По свидетельству его сестры Марии Павловны, которая была у него фельдшерицей, он «принимал у себя в усадьбе ежегодно свыше тысячи больных крестьян совершенно бесплатно, да еще снабжал каждого из них лекарствами». <…> Можно написать целую книгу о том, как работал он в Ялте, в Попечительстве о приезжих больных. Взвалил на себя такую нагрузку, что в сущности один-одинешенек являл в своем лице чуть ли не все учреждение, все Попечительство о приезжих больных! Многие чахоточные приезжали тогда в Ялту без гроша в кармане — из Одессы, из Кишинева, из Харькова — лишь потому, что им было известно, что в Ялте живет Антон Павлович Чехов: «Чехов устроит. Чехов обеспечит и койкой, и столовой, и лечением!» (К. Чуковский.)
Та же великая доброта пронизывает его книги — он не делал ее своей литературной платформой или программой, она была естественной окраской его таланта. И его обожали все читатели — то есть в сущности вся Россия, так как в последние годы жизни слава его была поистине грандиозной. «Без феноменальной общительности, без постоянной охоты якшаться с любым человеком, без жгучего его интереса к биографиям, нравам, разговорам, профессиям сотен и тысяч людей он, конечно, никогда не создал бы той грандиозной энциклопедии русского быта восьмидесятых и девяностых годов, которая называется мелкими рассказами Чехова.
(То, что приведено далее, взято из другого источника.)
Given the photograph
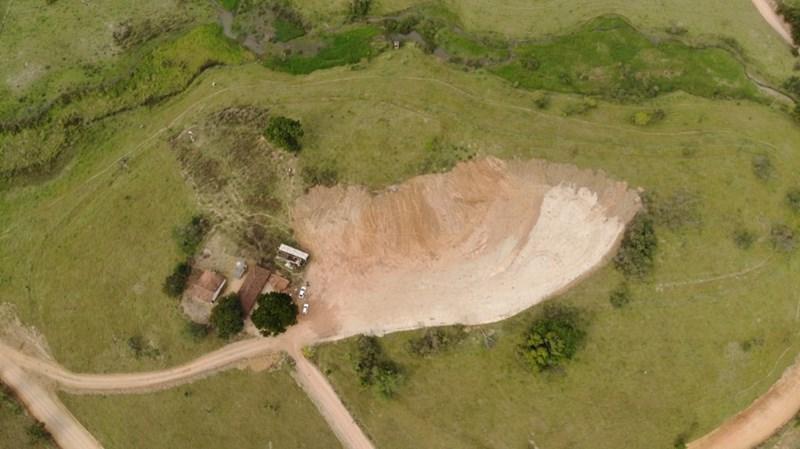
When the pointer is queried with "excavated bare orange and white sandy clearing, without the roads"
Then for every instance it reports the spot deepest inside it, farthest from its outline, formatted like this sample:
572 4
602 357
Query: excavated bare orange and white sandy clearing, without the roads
475 245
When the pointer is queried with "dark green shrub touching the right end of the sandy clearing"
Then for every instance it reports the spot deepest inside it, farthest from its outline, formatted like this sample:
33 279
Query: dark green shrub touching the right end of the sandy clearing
636 254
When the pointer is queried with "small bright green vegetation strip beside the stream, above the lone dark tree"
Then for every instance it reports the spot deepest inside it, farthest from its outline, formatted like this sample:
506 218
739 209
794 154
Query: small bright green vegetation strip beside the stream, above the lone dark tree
345 47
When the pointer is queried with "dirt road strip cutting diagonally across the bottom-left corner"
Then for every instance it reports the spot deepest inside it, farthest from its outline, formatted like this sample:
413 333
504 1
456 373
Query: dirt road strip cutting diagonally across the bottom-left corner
44 405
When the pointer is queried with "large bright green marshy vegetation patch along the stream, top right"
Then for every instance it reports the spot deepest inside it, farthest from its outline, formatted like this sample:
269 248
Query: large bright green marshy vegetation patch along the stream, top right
609 57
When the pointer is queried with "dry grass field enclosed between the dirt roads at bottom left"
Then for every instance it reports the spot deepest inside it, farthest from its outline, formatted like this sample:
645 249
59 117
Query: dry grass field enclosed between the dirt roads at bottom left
239 409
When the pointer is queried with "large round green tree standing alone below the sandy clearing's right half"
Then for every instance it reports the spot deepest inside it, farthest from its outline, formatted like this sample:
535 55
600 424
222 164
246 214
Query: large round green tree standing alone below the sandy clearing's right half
553 338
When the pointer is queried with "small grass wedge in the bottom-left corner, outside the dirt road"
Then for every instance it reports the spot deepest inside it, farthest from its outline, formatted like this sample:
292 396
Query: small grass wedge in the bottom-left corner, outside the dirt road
15 425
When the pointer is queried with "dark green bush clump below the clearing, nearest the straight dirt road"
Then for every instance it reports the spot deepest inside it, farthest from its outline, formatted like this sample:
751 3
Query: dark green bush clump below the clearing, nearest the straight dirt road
374 368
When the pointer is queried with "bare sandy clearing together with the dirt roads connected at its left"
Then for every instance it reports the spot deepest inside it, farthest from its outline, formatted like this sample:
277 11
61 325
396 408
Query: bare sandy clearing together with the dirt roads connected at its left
472 246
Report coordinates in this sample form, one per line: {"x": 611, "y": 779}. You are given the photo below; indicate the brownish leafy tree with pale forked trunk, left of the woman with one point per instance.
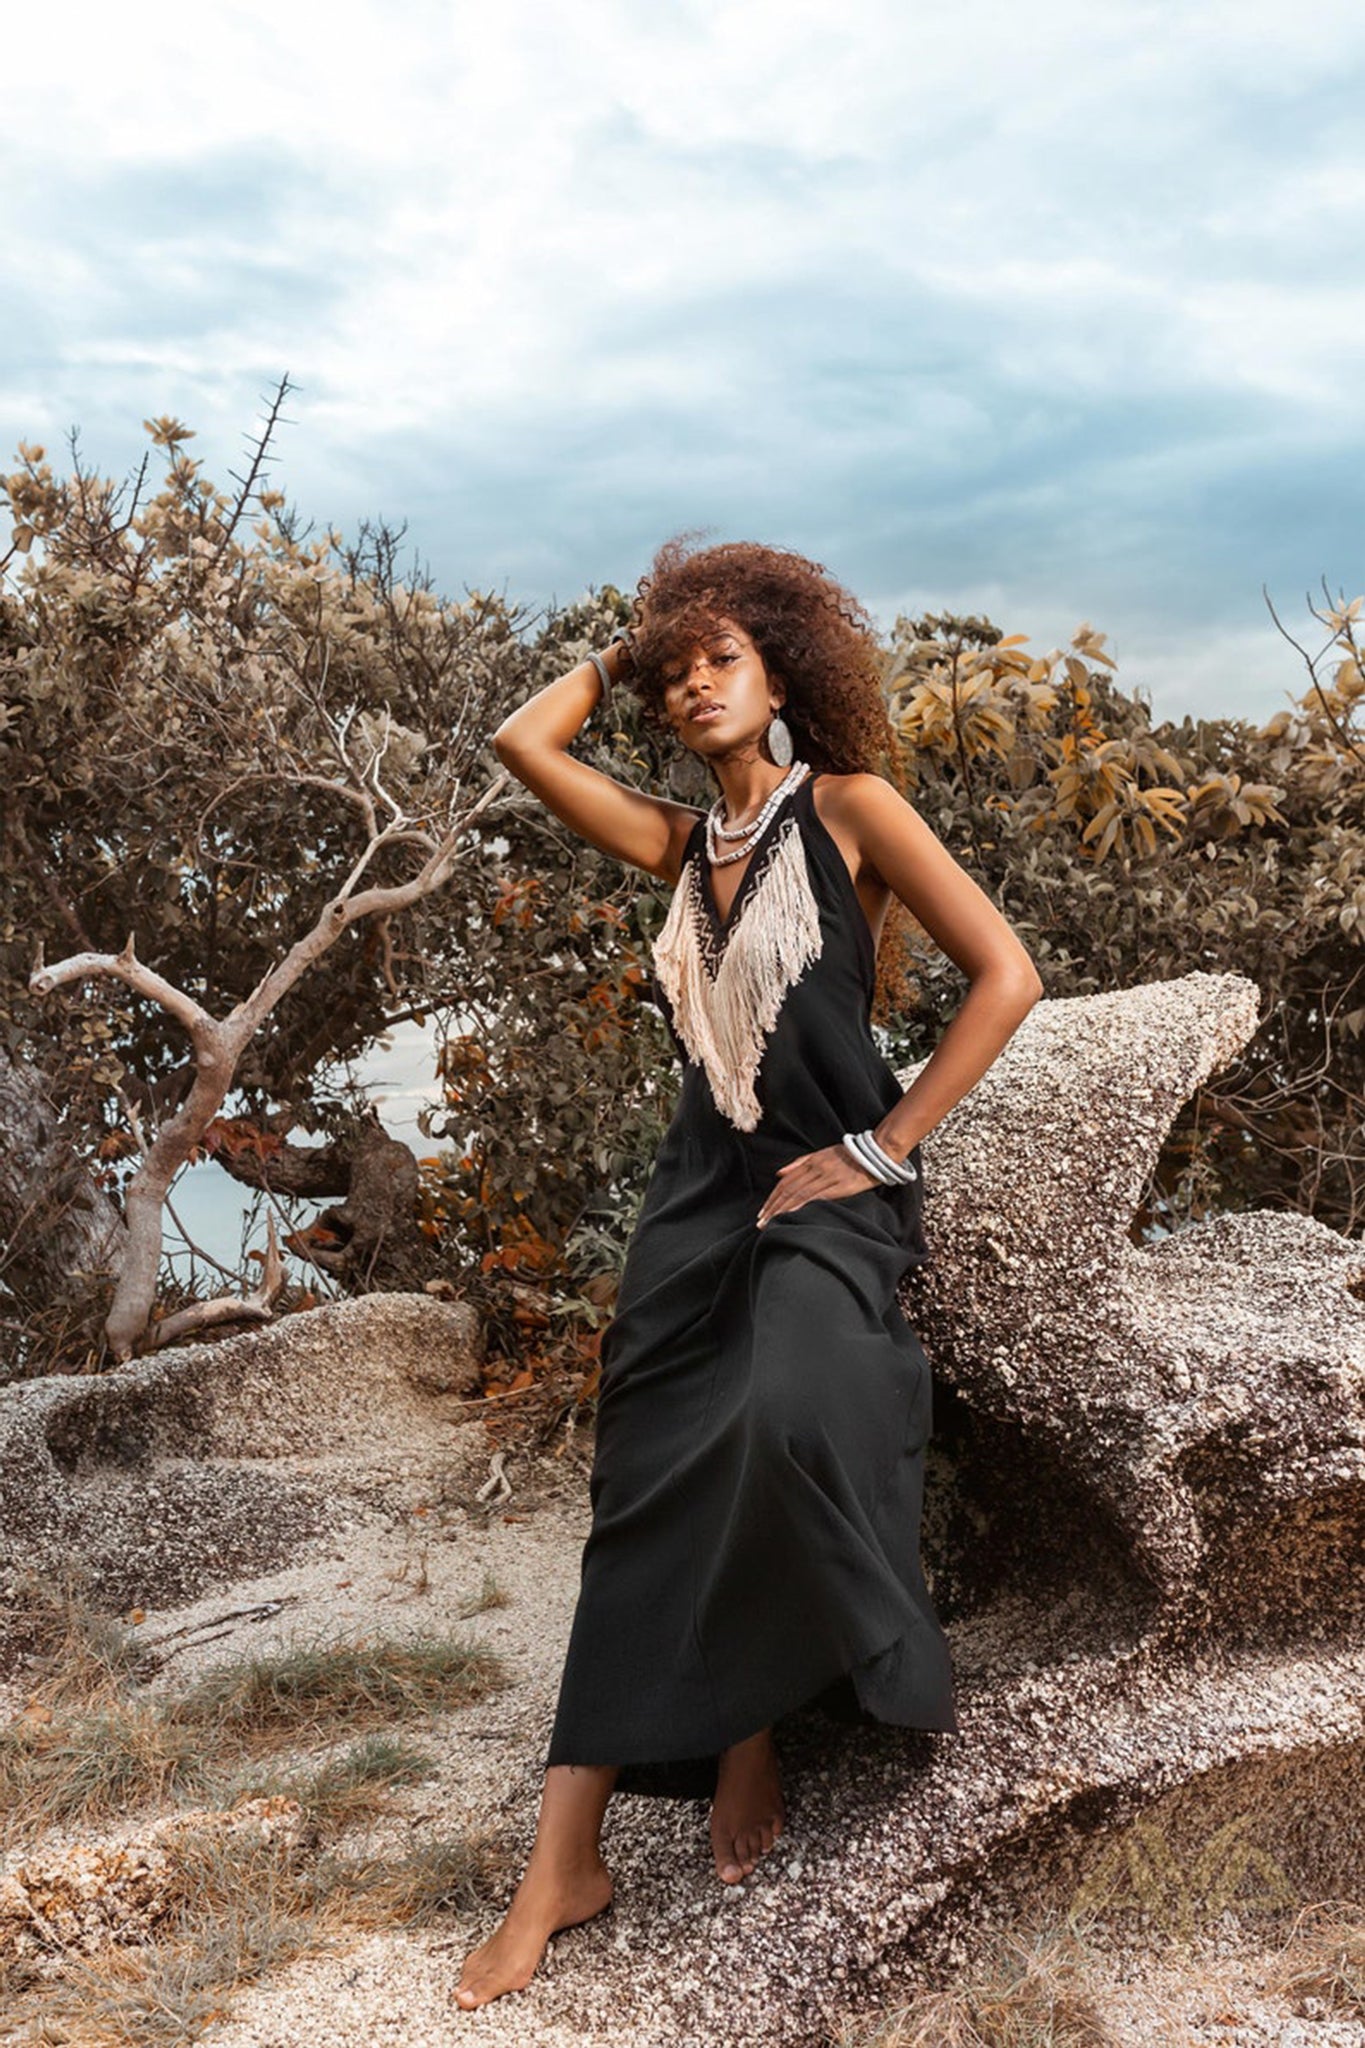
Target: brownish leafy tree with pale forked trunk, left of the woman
{"x": 230, "y": 753}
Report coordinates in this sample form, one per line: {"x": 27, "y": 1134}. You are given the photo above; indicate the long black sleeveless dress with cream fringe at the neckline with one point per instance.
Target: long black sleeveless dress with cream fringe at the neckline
{"x": 764, "y": 1404}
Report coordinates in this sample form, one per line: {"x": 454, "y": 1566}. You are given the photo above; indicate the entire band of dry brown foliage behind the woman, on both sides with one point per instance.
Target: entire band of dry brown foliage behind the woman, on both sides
{"x": 214, "y": 724}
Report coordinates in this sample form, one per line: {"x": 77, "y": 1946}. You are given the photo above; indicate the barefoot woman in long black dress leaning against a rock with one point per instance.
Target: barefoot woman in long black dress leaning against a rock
{"x": 764, "y": 1404}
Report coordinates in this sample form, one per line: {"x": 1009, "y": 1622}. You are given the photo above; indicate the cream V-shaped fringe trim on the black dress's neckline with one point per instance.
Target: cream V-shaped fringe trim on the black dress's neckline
{"x": 728, "y": 1019}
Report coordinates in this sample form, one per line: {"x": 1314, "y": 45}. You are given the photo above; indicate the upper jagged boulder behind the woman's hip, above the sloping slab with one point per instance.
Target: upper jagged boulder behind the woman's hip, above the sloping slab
{"x": 1182, "y": 1418}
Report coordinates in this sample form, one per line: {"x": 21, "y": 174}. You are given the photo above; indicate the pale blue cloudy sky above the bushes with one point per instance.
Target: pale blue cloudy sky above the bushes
{"x": 1051, "y": 312}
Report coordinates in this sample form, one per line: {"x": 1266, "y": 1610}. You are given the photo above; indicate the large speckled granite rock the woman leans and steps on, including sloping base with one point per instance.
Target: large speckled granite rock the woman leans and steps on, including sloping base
{"x": 1147, "y": 1525}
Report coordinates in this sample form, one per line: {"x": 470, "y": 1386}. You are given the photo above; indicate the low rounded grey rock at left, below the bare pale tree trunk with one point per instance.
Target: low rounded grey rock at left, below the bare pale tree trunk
{"x": 195, "y": 1467}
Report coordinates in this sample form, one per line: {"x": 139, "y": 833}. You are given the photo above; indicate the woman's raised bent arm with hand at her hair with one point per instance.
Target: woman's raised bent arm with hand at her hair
{"x": 533, "y": 742}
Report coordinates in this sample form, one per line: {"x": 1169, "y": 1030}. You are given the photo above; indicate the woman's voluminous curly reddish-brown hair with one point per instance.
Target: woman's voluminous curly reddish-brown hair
{"x": 809, "y": 630}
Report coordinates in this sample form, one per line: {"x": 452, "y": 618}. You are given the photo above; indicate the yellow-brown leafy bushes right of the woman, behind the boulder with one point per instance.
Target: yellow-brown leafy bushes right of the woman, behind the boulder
{"x": 1131, "y": 853}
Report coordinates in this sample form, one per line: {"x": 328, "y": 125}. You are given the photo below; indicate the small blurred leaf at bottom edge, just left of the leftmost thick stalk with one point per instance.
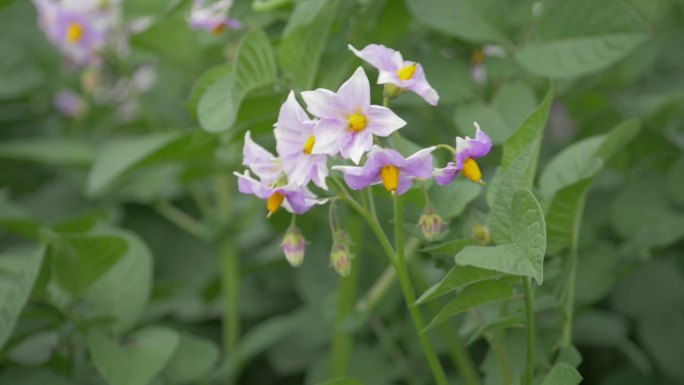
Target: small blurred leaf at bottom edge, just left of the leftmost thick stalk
{"x": 193, "y": 360}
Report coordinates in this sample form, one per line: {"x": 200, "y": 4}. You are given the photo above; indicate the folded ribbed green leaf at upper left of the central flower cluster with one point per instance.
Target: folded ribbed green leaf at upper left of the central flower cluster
{"x": 254, "y": 68}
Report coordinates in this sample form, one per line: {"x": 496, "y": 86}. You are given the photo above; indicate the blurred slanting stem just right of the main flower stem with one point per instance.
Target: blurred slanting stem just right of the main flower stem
{"x": 457, "y": 349}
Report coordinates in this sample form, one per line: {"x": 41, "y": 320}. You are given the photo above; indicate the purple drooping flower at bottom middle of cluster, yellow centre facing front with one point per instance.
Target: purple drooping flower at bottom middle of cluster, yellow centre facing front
{"x": 390, "y": 168}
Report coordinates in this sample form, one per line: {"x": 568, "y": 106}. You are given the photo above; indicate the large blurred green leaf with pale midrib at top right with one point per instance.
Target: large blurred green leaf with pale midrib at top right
{"x": 581, "y": 37}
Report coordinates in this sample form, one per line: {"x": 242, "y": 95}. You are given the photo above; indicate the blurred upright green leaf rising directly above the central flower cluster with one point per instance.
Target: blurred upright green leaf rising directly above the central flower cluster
{"x": 300, "y": 51}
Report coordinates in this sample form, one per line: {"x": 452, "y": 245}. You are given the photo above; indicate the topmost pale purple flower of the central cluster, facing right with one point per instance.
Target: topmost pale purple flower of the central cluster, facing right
{"x": 407, "y": 75}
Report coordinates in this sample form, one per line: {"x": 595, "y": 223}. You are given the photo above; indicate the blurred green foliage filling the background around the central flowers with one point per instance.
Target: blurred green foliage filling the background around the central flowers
{"x": 105, "y": 279}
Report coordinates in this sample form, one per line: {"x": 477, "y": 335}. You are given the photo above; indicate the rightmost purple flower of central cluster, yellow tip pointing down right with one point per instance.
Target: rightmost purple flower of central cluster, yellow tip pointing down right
{"x": 467, "y": 150}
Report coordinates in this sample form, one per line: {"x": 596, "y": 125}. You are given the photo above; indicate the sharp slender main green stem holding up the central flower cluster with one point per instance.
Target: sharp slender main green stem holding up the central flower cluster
{"x": 410, "y": 296}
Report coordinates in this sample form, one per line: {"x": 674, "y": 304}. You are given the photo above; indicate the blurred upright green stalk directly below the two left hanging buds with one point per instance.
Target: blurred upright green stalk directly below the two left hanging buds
{"x": 342, "y": 343}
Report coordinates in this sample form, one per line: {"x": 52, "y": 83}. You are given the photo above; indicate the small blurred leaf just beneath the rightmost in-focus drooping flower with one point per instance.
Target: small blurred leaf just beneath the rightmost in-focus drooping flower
{"x": 450, "y": 201}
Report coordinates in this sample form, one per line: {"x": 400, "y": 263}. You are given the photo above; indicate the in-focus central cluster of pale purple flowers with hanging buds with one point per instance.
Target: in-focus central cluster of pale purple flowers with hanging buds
{"x": 346, "y": 125}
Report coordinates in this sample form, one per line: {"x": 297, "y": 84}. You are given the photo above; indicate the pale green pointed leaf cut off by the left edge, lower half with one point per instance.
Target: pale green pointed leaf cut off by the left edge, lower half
{"x": 18, "y": 273}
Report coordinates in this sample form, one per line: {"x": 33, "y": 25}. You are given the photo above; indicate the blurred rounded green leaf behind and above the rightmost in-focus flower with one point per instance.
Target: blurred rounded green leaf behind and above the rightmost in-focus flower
{"x": 510, "y": 106}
— Знаете, как я пишу свои маленькие рассказы? — сказал он Короленко, когда тот только что познакомился с ним. — Вот.
Он оглянул стол, взял в руки первую попавшуюся на глаза вещь — то оказалась пепельница, — поставил ее передо мною и сказал:
— Хотите — завтра будет рассказ… Заглавие «Пепельница».
И Короленко почудилось, что над пепельницей «начинают уже роиться какие-то неопределенные образы, положения, приключения, еще не нашедшие своих форм, но уже оживленные юмором».
Чехов никогда не отличался хорошим здоровьем (у него был туберкулез, обострившийся после поездки на Сахалин), так что он вынужден был искать более мягкий климат, чем московский. Он уезжает из России, сначала во Францию, затем оседает в Ялте, в Крыму, где он купил себе дом с садом. Крым вообще, а Ялта в особенности — чудесные места, с довольно мягким климатом. Чехов прожил здесь с конца 80-х гг. почти до самой смерти, бывая в Москве лишь наездами.
Знаменитый Московский Художественный театр, основанный в 90-х гг. двумя любителями — актером-любителем Станиславским и литератором Немировичем-Данченко (оба были одарены необыкновенным сценическим талантом), завоевал известность еще до постановок чеховских пьес, но тем не менее театр этот поистине «нашел себя» и достиг художественного совершенства благодаря его пьесам, а им принес настоящую славу. «Чайка» стала символом театра — стилизованная чайка изображена на занавесе и программках. «Вишневый сад», «Дядя Ваня», «Три сестры» стали праздником не только для автора, но и для всей труппы. Смертельно больной Чехов присутствовал на премьере, увидел восторженных зрителей, насладился успехом своей пьесы, а затем, ослабевший как никогда прежде, вернулся в свое ялтинское уединение. Его жена Ольга Книппер, одна из ведущих, я бы даже сказал — первая актриса театра, изредка и ненадолго приезжала к нему в Ялту. Брак этот не был счастливым.
В 1904 г., совсем слабый, он все же приехал на премьеру «Вишневого сада». Зрители не ожидали его увидеть, и появление это вызвало громовые аплодисменты. Тогда московская элита принялась его чествовать. Говорились бесконечные речи. Он был так слаб и это было так явно, что в зале поднялись крики: «Садитесь, садитесь… Пусть Антон Павлович сядет».
Вскоре после того он в последний раз поехал лечиться — теперь в Баденвейлер, в немецкий Шварцвальд. Когда он прибыл в Германию, жить ему оставалось три недели. 2 июля 1904 г. он умер вдали от своей семьи и друзей, среди чужих, в чужом городе.